Unprecedented & Glorious
Beloved, we are living in unprecedented times. Yes, there is great evil, division, and hardship. Yes, I acknowledge, the church has never been more segmented and separated than the present. Yes, I too acknowledge the apathy and sin of our past is playing out in present discourse. However, these are glorious times. Never in the history of the American church has the message of unity and oneness been so prevalent and present. There appears to be a great desire among church leaders to stand in solidarity. In these dark times, it is an opportunity for the Church to shine the brightest. It is in perilous times such as these that the radiant beauty of the bride of Christ could and should be seen. What’s the holdup?
A New Trajectory: Oneness
2 So if there is any encouragement in Christ, any comfort from love, any participation in the Spirit, any affection and sympathy, 2 complete my joy by being of the same mind, having the same love, being in full accord and of one mind.

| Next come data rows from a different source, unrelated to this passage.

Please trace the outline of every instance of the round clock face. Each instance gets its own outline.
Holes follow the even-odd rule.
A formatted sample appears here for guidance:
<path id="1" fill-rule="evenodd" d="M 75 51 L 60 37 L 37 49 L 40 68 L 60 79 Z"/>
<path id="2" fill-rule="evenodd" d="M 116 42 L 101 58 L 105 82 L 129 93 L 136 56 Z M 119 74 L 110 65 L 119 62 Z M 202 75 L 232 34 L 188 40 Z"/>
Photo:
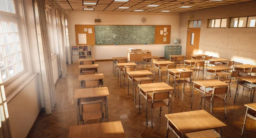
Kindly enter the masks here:
<path id="1" fill-rule="evenodd" d="M 143 17 L 141 18 L 141 22 L 142 23 L 145 23 L 147 22 L 147 19 L 145 17 Z"/>

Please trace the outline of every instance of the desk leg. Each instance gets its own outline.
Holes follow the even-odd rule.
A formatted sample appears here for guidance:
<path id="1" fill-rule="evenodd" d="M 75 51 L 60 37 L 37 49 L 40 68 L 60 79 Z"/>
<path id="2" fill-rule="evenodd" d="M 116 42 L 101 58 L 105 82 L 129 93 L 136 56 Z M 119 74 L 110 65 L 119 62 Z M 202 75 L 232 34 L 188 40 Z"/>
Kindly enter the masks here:
<path id="1" fill-rule="evenodd" d="M 243 134 L 244 134 L 244 126 L 245 126 L 245 123 L 246 122 L 246 118 L 247 118 L 247 112 L 248 112 L 248 109 L 249 107 L 247 107 L 246 109 L 246 112 L 245 113 L 245 117 L 244 117 L 244 125 L 243 126 L 243 129 L 242 129 L 242 133 L 241 134 L 241 138 L 243 137 Z"/>
<path id="2" fill-rule="evenodd" d="M 193 84 L 193 91 L 192 91 L 192 101 L 191 101 L 191 108 L 193 104 L 193 99 L 194 99 L 194 91 L 195 90 L 195 83 Z"/>

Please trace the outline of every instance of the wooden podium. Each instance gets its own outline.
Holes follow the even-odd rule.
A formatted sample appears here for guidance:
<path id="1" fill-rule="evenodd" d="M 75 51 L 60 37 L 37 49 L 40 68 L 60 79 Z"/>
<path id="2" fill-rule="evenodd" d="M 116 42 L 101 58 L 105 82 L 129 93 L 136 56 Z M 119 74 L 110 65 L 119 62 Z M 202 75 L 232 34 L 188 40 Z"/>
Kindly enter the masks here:
<path id="1" fill-rule="evenodd" d="M 143 57 L 151 56 L 149 50 L 139 50 L 130 52 L 127 51 L 127 58 L 129 61 L 143 61 Z"/>

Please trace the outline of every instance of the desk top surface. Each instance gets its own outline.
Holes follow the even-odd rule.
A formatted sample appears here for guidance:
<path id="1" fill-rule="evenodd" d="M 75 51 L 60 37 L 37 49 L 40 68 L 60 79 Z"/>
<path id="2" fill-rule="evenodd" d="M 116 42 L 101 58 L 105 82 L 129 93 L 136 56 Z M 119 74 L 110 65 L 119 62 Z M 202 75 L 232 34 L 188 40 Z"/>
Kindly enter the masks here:
<path id="1" fill-rule="evenodd" d="M 169 90 L 174 89 L 172 87 L 164 82 L 138 84 L 138 86 L 145 92 Z"/>
<path id="2" fill-rule="evenodd" d="M 75 91 L 74 99 L 99 97 L 109 95 L 108 87 L 78 89 Z"/>
<path id="3" fill-rule="evenodd" d="M 205 88 L 224 86 L 229 85 L 222 81 L 216 79 L 195 80 L 193 80 L 192 81 L 194 83 L 204 87 Z"/>
<path id="4" fill-rule="evenodd" d="M 104 75 L 103 74 L 94 74 L 78 75 L 78 80 L 101 80 L 104 79 Z"/>
<path id="5" fill-rule="evenodd" d="M 151 75 L 153 74 L 153 73 L 147 70 L 128 72 L 127 73 L 131 77 Z"/>
<path id="6" fill-rule="evenodd" d="M 120 121 L 70 126 L 68 137 L 125 138 Z"/>
<path id="7" fill-rule="evenodd" d="M 165 115 L 182 134 L 227 126 L 204 110 Z"/>
<path id="8" fill-rule="evenodd" d="M 79 65 L 79 69 L 95 69 L 99 68 L 99 64 Z"/>

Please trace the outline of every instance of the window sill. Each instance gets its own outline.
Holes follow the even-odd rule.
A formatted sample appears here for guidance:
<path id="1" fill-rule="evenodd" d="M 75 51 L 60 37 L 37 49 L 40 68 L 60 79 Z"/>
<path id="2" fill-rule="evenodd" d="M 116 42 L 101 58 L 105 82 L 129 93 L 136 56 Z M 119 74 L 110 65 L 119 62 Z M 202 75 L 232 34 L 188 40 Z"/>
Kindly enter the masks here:
<path id="1" fill-rule="evenodd" d="M 7 103 L 12 101 L 38 74 L 25 72 L 15 80 L 5 86 Z"/>

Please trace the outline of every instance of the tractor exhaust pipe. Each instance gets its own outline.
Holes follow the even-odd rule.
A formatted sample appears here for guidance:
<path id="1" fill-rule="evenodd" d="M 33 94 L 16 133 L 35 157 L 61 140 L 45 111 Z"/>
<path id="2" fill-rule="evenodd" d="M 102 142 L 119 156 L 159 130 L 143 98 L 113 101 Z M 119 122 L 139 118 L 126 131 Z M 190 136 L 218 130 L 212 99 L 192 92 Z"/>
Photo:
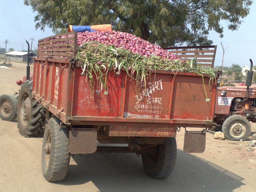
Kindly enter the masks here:
<path id="1" fill-rule="evenodd" d="M 250 62 L 251 62 L 251 67 L 250 68 L 250 71 L 248 71 L 247 78 L 246 78 L 246 86 L 247 86 L 246 89 L 247 94 L 246 97 L 246 100 L 248 100 L 250 97 L 249 95 L 249 87 L 251 85 L 251 81 L 253 80 L 253 61 L 251 59 L 250 59 Z"/>

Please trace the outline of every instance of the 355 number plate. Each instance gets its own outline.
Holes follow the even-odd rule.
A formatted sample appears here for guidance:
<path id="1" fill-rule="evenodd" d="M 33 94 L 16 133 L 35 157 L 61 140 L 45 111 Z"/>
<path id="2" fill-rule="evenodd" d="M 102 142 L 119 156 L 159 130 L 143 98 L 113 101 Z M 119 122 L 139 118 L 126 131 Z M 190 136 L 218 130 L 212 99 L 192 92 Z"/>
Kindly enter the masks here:
<path id="1" fill-rule="evenodd" d="M 231 104 L 231 102 L 233 97 L 218 97 L 218 104 L 219 105 L 229 105 Z"/>

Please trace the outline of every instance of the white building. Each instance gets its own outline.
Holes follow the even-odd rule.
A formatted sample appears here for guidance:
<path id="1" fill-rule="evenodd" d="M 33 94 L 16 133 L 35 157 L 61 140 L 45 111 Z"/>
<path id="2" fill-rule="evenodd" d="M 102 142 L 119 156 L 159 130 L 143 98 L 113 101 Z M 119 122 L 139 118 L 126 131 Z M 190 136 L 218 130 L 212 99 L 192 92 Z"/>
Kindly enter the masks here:
<path id="1" fill-rule="evenodd" d="M 245 66 L 242 67 L 242 74 L 244 76 L 247 75 L 247 71 L 250 70 L 250 67 Z"/>

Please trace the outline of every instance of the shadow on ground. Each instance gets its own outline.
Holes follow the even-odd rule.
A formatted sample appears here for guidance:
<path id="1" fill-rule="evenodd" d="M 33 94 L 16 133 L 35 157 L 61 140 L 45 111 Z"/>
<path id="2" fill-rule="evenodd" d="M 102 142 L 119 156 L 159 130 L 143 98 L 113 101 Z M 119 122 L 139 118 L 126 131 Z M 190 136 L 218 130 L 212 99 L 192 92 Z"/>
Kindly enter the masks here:
<path id="1" fill-rule="evenodd" d="M 148 176 L 140 157 L 133 154 L 93 153 L 76 155 L 71 160 L 77 165 L 70 165 L 65 180 L 56 184 L 91 182 L 102 192 L 228 192 L 243 185 L 244 179 L 239 176 L 181 150 L 174 172 L 165 180 Z"/>

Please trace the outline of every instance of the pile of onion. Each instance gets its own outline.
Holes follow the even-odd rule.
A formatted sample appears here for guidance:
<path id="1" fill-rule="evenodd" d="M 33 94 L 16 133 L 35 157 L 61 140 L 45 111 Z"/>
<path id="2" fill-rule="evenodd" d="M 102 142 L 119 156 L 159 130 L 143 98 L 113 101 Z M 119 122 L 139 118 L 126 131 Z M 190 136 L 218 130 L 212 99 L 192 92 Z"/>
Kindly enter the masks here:
<path id="1" fill-rule="evenodd" d="M 148 57 L 154 55 L 170 61 L 178 59 L 176 55 L 136 35 L 127 33 L 115 31 L 78 33 L 78 46 L 82 46 L 83 43 L 88 41 L 98 41 L 102 44 L 113 45 L 118 48 L 122 47 L 133 53 Z"/>

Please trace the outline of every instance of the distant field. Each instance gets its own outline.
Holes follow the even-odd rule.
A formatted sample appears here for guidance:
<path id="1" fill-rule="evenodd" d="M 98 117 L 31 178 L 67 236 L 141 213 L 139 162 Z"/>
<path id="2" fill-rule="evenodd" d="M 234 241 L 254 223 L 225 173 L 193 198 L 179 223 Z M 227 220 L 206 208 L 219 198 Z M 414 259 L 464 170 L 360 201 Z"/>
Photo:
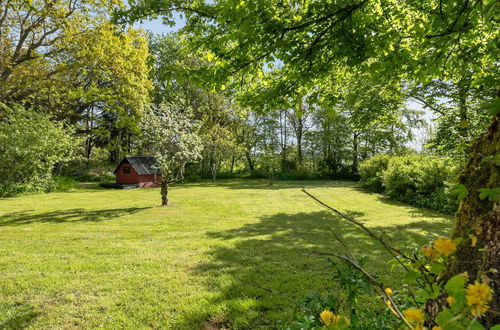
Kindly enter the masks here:
<path id="1" fill-rule="evenodd" d="M 343 252 L 330 229 L 391 285 L 388 256 L 359 229 L 305 196 L 349 212 L 409 248 L 445 235 L 451 218 L 388 201 L 350 182 L 264 180 L 0 199 L 0 328 L 269 328 L 293 318 L 281 297 L 334 290 Z"/>

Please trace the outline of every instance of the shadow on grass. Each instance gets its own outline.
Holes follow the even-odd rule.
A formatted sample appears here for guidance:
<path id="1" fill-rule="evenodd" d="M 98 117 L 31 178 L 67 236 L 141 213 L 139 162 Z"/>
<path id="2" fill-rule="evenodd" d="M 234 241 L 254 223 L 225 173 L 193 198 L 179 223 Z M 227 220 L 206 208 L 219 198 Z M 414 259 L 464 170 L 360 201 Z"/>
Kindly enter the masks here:
<path id="1" fill-rule="evenodd" d="M 45 213 L 18 211 L 0 216 L 0 226 L 20 226 L 31 223 L 100 222 L 112 220 L 127 214 L 134 214 L 145 209 L 147 209 L 147 207 L 129 207 L 107 210 L 86 210 L 78 208 Z"/>
<path id="2" fill-rule="evenodd" d="M 352 211 L 349 214 L 364 215 Z M 420 246 L 434 235 L 446 234 L 450 227 L 450 221 L 445 219 L 371 229 L 386 236 L 393 245 L 408 250 L 412 244 Z M 215 245 L 207 261 L 192 271 L 197 276 L 208 277 L 206 286 L 212 295 L 207 305 L 219 307 L 215 312 L 193 310 L 181 320 L 182 324 L 203 324 L 217 319 L 224 320 L 222 324 L 229 328 L 275 328 L 278 320 L 289 321 L 293 318 L 293 304 L 239 279 L 297 301 L 311 290 L 334 292 L 332 264 L 327 257 L 314 253 L 346 253 L 331 231 L 347 243 L 355 256 L 369 257 L 366 267 L 370 272 L 385 283 L 398 283 L 398 271 L 389 274 L 388 252 L 360 228 L 326 211 L 278 213 L 241 228 L 208 233 L 225 245 Z"/>
<path id="3" fill-rule="evenodd" d="M 5 311 L 9 311 L 9 314 L 6 320 L 3 321 L 0 319 L 0 329 L 25 329 L 32 320 L 40 315 L 40 313 L 30 305 L 18 305 L 13 307 L 14 308 L 4 309 Z"/>

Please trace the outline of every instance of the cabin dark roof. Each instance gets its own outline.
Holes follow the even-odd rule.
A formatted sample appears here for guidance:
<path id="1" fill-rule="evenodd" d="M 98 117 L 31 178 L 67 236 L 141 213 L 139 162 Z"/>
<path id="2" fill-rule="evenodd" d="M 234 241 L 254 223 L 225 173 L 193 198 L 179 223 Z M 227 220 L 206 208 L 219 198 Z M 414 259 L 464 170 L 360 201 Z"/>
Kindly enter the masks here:
<path id="1" fill-rule="evenodd" d="M 143 156 L 127 156 L 123 158 L 121 163 L 116 167 L 116 173 L 122 164 L 130 164 L 132 168 L 139 175 L 149 175 L 149 174 L 160 174 L 160 171 L 156 168 L 153 168 L 156 160 L 154 157 L 143 157 Z"/>

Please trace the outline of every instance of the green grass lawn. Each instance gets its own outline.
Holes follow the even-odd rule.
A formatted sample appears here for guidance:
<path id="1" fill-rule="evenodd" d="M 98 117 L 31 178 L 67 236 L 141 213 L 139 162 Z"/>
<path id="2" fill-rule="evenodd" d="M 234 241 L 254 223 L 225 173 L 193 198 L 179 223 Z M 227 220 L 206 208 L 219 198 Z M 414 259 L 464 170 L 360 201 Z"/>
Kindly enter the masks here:
<path id="1" fill-rule="evenodd" d="M 402 248 L 446 235 L 451 218 L 363 192 L 349 182 L 227 180 L 158 189 L 0 199 L 0 328 L 270 328 L 287 300 L 333 291 L 331 264 L 311 251 L 370 256 L 392 286 L 387 253 L 325 212 L 308 190 Z"/>

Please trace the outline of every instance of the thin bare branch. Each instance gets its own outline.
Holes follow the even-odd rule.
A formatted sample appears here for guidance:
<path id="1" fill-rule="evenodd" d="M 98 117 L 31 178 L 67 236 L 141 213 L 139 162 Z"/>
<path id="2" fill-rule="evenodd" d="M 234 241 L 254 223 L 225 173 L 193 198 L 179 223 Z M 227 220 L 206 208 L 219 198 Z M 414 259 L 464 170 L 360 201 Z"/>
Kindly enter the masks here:
<path id="1" fill-rule="evenodd" d="M 396 303 L 394 302 L 394 300 L 392 300 L 391 296 L 387 292 L 385 292 L 386 286 L 384 286 L 384 284 L 382 282 L 377 281 L 370 273 L 368 273 L 368 271 L 366 271 L 363 267 L 361 267 L 356 261 L 352 260 L 351 258 L 349 258 L 347 256 L 333 253 L 333 252 L 313 251 L 313 253 L 318 254 L 318 255 L 333 256 L 333 257 L 345 260 L 345 261 L 349 262 L 351 265 L 353 265 L 372 283 L 372 285 L 374 287 L 376 287 L 376 288 L 380 289 L 380 291 L 382 291 L 382 293 L 387 298 L 387 300 L 389 300 L 389 302 L 390 302 L 392 308 L 394 309 L 394 311 L 396 312 L 397 316 L 401 320 L 404 321 L 404 323 L 406 324 L 406 326 L 408 326 L 408 328 L 413 329 L 413 327 L 408 323 L 408 321 L 403 316 L 403 313 L 401 313 L 401 311 L 399 310 L 399 308 L 396 305 Z M 384 303 L 385 303 L 385 301 L 384 301 Z"/>

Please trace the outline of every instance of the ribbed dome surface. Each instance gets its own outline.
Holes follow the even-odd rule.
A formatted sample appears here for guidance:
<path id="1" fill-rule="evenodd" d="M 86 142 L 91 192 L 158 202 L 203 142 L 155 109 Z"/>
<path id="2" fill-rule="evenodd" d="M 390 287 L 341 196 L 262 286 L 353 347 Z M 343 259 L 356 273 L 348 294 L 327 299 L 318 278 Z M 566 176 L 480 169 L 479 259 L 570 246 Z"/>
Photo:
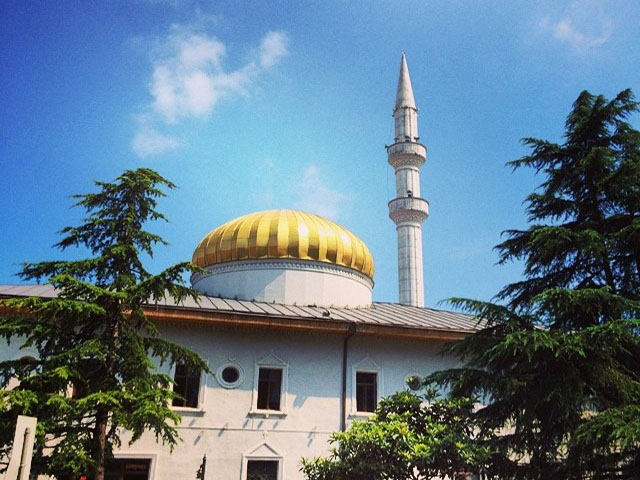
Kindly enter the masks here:
<path id="1" fill-rule="evenodd" d="M 193 253 L 200 267 L 276 258 L 332 263 L 373 278 L 373 257 L 362 240 L 331 220 L 298 210 L 266 210 L 231 220 L 207 234 Z"/>

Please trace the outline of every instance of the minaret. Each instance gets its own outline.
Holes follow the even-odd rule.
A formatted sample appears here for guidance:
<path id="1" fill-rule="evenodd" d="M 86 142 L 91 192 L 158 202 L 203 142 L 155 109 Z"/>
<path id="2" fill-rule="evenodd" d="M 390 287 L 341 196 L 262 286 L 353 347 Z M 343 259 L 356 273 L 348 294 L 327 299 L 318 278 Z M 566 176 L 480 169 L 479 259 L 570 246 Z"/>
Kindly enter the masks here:
<path id="1" fill-rule="evenodd" d="M 394 139 L 387 155 L 396 174 L 396 198 L 389 202 L 389 217 L 398 232 L 400 303 L 424 307 L 422 222 L 429 216 L 429 203 L 420 197 L 420 167 L 427 159 L 427 149 L 419 142 L 418 109 L 404 53 L 393 121 Z"/>

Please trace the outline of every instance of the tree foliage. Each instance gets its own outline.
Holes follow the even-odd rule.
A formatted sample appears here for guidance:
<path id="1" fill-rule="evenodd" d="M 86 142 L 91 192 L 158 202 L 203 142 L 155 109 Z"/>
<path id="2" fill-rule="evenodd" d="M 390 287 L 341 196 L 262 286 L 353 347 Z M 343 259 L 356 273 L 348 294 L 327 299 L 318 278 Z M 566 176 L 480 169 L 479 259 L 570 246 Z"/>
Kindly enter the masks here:
<path id="1" fill-rule="evenodd" d="M 370 419 L 334 433 L 331 455 L 304 459 L 302 471 L 308 480 L 465 478 L 487 454 L 471 441 L 472 410 L 469 399 L 396 393 L 381 400 Z"/>
<path id="2" fill-rule="evenodd" d="M 166 244 L 143 227 L 165 220 L 157 199 L 175 185 L 138 169 L 96 186 L 96 193 L 75 196 L 88 216 L 64 228 L 56 244 L 92 256 L 26 263 L 20 276 L 47 281 L 56 296 L 0 301 L 0 336 L 38 354 L 0 362 L 0 448 L 7 453 L 17 415 L 38 417 L 32 470 L 57 478 L 92 472 L 101 480 L 124 429 L 130 442 L 150 430 L 175 445 L 180 417 L 169 408 L 172 380 L 158 367 L 179 362 L 207 370 L 197 354 L 161 338 L 144 313 L 145 303 L 167 295 L 197 297 L 182 280 L 192 264 L 153 275 L 141 259 Z M 7 389 L 12 378 L 19 386 Z"/>
<path id="3" fill-rule="evenodd" d="M 524 140 L 531 154 L 510 165 L 544 181 L 526 200 L 529 228 L 496 247 L 524 279 L 501 305 L 452 300 L 485 328 L 451 347 L 461 368 L 427 383 L 482 400 L 473 417 L 497 478 L 640 478 L 638 109 L 630 90 L 585 91 L 562 144 Z"/>

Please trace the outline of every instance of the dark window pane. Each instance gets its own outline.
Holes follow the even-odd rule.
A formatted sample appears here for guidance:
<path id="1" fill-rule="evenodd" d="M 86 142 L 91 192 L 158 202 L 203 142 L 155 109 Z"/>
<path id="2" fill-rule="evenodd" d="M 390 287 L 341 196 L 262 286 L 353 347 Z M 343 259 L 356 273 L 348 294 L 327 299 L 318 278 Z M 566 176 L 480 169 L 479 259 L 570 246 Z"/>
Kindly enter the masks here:
<path id="1" fill-rule="evenodd" d="M 105 466 L 106 480 L 147 480 L 151 460 L 127 458 L 107 461 Z"/>
<path id="2" fill-rule="evenodd" d="M 235 383 L 240 378 L 240 372 L 236 367 L 227 367 L 222 371 L 222 380 L 227 383 Z"/>
<path id="3" fill-rule="evenodd" d="M 378 374 L 356 372 L 356 409 L 359 412 L 374 412 L 378 403 Z"/>
<path id="4" fill-rule="evenodd" d="M 278 462 L 275 460 L 249 460 L 247 480 L 277 480 Z"/>
<path id="5" fill-rule="evenodd" d="M 172 405 L 196 408 L 200 394 L 200 372 L 191 372 L 185 365 L 176 365 L 174 382 L 173 391 L 183 398 L 174 398 Z"/>
<path id="6" fill-rule="evenodd" d="M 282 369 L 260 368 L 258 374 L 258 409 L 280 410 Z"/>

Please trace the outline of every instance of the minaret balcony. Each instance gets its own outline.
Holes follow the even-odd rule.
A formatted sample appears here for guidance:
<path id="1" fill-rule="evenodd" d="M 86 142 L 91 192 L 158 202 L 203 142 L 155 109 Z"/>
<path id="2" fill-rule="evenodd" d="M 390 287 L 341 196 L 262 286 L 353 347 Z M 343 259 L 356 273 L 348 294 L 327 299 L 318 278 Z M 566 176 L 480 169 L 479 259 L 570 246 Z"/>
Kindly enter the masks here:
<path id="1" fill-rule="evenodd" d="M 427 147 L 418 142 L 396 142 L 387 147 L 389 164 L 398 168 L 404 165 L 421 166 L 427 158 Z"/>
<path id="2" fill-rule="evenodd" d="M 389 202 L 389 217 L 396 224 L 422 223 L 429 216 L 429 202 L 424 198 L 400 197 Z"/>

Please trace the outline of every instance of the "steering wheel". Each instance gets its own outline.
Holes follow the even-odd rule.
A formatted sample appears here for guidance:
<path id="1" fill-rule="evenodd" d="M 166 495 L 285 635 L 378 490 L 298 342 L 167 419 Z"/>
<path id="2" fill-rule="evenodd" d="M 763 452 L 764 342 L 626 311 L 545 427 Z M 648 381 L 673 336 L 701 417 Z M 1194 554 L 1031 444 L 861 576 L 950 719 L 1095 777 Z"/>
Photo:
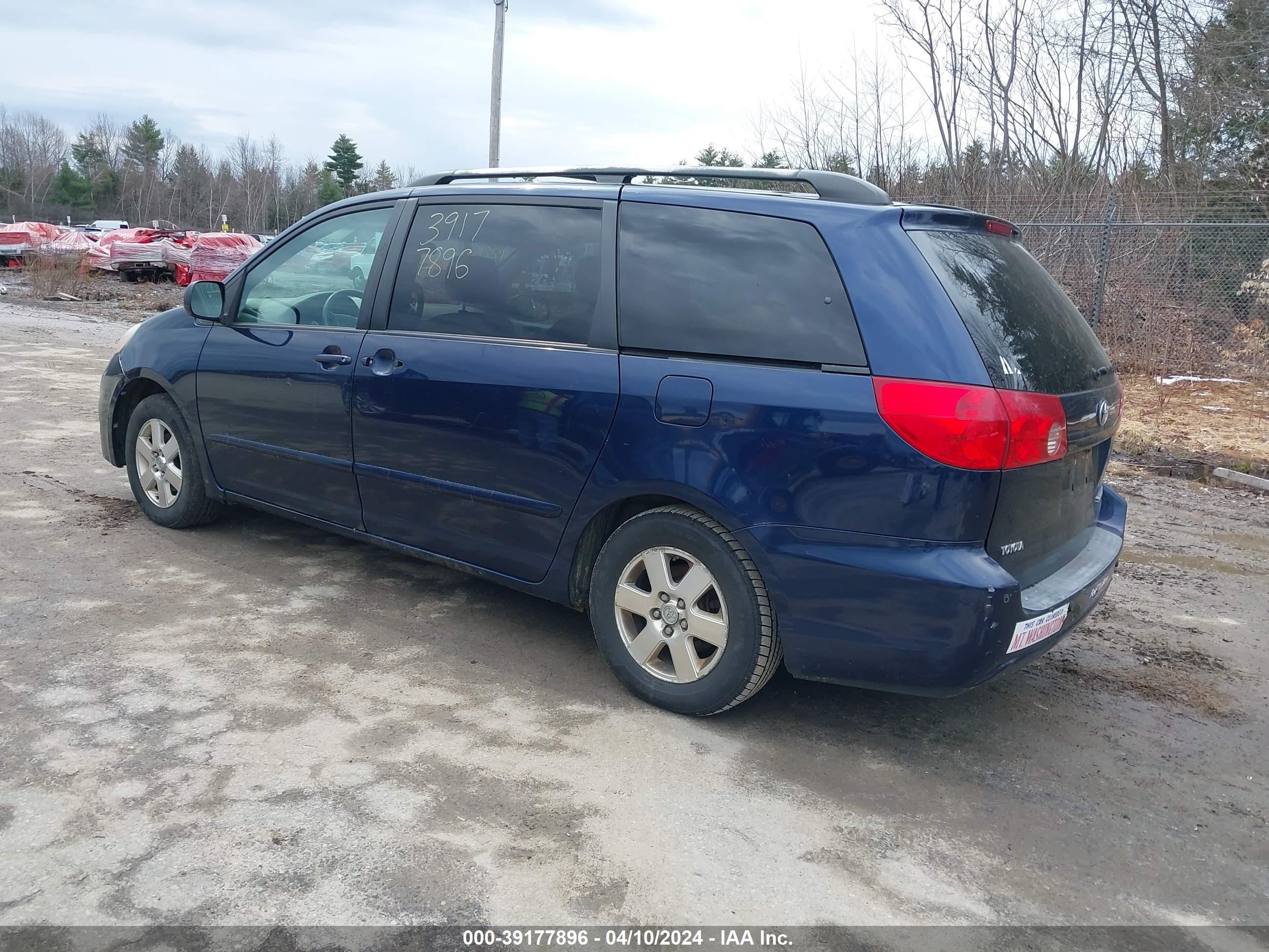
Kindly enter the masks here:
<path id="1" fill-rule="evenodd" d="M 344 288 L 334 292 L 321 306 L 321 322 L 327 327 L 355 327 L 362 312 L 362 292 Z"/>

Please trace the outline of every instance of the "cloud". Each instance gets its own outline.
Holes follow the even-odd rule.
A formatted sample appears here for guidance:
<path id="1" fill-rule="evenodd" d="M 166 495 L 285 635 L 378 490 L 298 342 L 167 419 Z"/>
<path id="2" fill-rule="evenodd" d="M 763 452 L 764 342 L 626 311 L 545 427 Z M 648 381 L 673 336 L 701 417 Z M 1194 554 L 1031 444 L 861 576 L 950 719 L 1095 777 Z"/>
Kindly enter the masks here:
<path id="1" fill-rule="evenodd" d="M 478 166 L 489 135 L 492 0 L 100 0 L 6 11 L 0 103 L 74 135 L 148 113 L 184 141 L 277 135 L 292 160 L 348 133 L 369 162 Z M 755 151 L 750 119 L 799 56 L 836 57 L 872 18 L 803 0 L 510 0 L 504 164 L 666 164 L 706 142 Z M 52 55 L 51 55 L 52 53 Z"/>

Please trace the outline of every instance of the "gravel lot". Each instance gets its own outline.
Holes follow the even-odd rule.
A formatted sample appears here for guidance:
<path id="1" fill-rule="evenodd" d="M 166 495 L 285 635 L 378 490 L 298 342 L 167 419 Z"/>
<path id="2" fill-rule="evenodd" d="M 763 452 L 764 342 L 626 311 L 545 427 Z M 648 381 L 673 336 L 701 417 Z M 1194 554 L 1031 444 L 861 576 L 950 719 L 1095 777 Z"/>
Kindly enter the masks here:
<path id="1" fill-rule="evenodd" d="M 1122 571 L 1029 668 L 688 720 L 563 608 L 150 524 L 123 327 L 0 301 L 0 925 L 1269 922 L 1269 498 L 1118 468 Z"/>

For too long we’ve stood in our own corners, while Jesus beckons us onward to be one. We must commit to this idea of Oneness. Oneness is not sameness. Oneness is not assimilation. Oneness isn’t ignoring the past or subscribing to a political party. No! Oneness is so much more. Oneness is the commitment to contend together for unity among the brethren. It’s the quest to embody the relationship between the Father, Son, and Spirit. It’s this idea that we would cleave to one another in love with a deep commitment toward the future. Philippians 2:1-2 outlines the 4 key areas that we must strive to be one in:
I can’t stress enough that oneness isn’t a betrayal to oneself or respective culture. So often the expectation is that one party would leave behind their culture and join the other, never to visit or mention it again. Friends, that is flat out wrong! No, it is to operate with consideration, honor, and dignity for all parties involved. It is this idea espoused later in Philippians, that we should consider each other more highly than ourselves. We have a long, yet joyous journey ahead.
The Hard Work of Oneness
In my next post, I will seek to answer the question “How do we become one?” It’s a great idea to become one, but the way forward isn’t always so clear. In fact, I’ll preemptively say, there is a glorious death to self and preference involved for the believer that embraces the message of Oneness. The great news is, JESUS IS WORTHY!
5 Have this mind among yourselves, which is yours in Christ Jesus, 6 who, though he was in the form of God, did not count equality with God a thing to be grasped, 7 but emptied himself, by taking the form of a servant, being born in the likeness of men. 8 And being found in human form, he humbled himself by becoming obedient to the point of death, even death on a cross.